PyTorch Fully-Convolutional Network dataset class for semantic segmentation

harsha.tejas2002 · July 12, 2021, 8:24am

Hi,
I am looking to train a semantic segmentation model with Fully-Convolutional Network model in PyTorch.

I found this semantic segmentation train.py from the dusty-nv repo

dusty-nv/pytorch-segmentation/blob/master/train.py

#
# Note -- this training script is tweaked from the original version at:
#
#           https://github.com/pytorch/vision/tree/v0.3.0/references/segmentation
#
# It's also meant to be used against this fork of torchvision, which includes 
# some patches for exporting to ONNX and adds fcn_resnet18 and fcn_resnet34:
#
#           https://github.com/dusty-nv/vision/tree/v0.3.0
#
import argparse
import datetime
import time
import math
import os
import shutil

import torch
import torch.utils.data
from torch import nn

This file has been truncated. show original

I went through train.py and found that the train_one_epoch function accepts image and target from the data loader.
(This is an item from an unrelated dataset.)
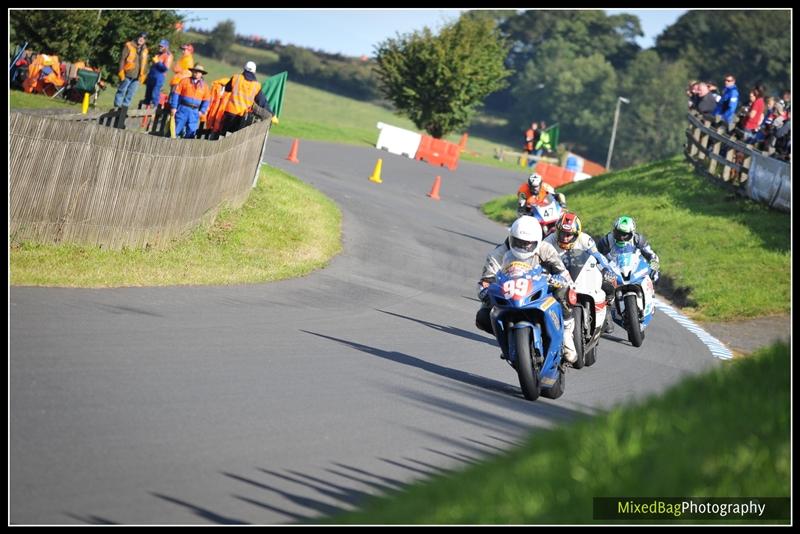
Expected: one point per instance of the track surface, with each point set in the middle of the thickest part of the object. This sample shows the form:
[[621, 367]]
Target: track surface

I was wondering what the format and shape of the image and the target is accepted by the function.

I want to define a dataset class more like PennFudanDataset class from the following link
https://pytorch.org/tutorials/intermediate/torchvision_tutorial.html

Thank You.

dusty_nv · July 12, 2021, 5:38pm

Hi @harsha.tejas2002, this code is original from torchvision example: vision/references/segmentation at main · pytorch/vision · GitHub

The input is RGB image and the target is a single-channel class ID mask, where each pixel corresponds to the class ID.

harsha.tejas2002 · July 12, 2021, 5:46pm

Hey,

Thanks for the reply.

class PennFundanPedDataset(torch.utils.data.Dataset):

    def __init__(self, root, transforms = None):
        self.root = root
        self.transforms = transforms
        self.imgs = list(sorted(os.listdir(os.path.join(root, "PNGImages"))))
        self.masks = list(sorted(os.listdir(os.path.join(root, "PedMasks"))))

    def __getitem__(self, idx):
        
        img_path = os.path.join(self.root, "PNGImages", self.imgs[idx])
        mask_path = os.path.join(self.root, "PedMasks", self.masks[idx])

        img = Image.open(img_path).convert("RGB")

        target = Image.open(mask_path)

        target = np.array(target)

        target = torch.as_tensor(target, dtype=torch.int64)
        
        if self.transforms is not None:
            img, target = self.transforms(img, target)

        return img, target

    def __len__(self):
        return len(self.imgs)

Please let me know if I should make any changes in the code.
I am not completely sure about the shape of the target.

dusty_nv · July 12, 2021, 6:38pm

On the surface it looks okay, but I’m not familiar with this dataset so hard for me to say for sure at a glance. Recommend that you consult the other segmentation dataloaders to compare and aid in your debugging.

system · September 19, 2021, 5:46am

This topic was automatically closed 60 days after the last reply. New replies are no longer allowed.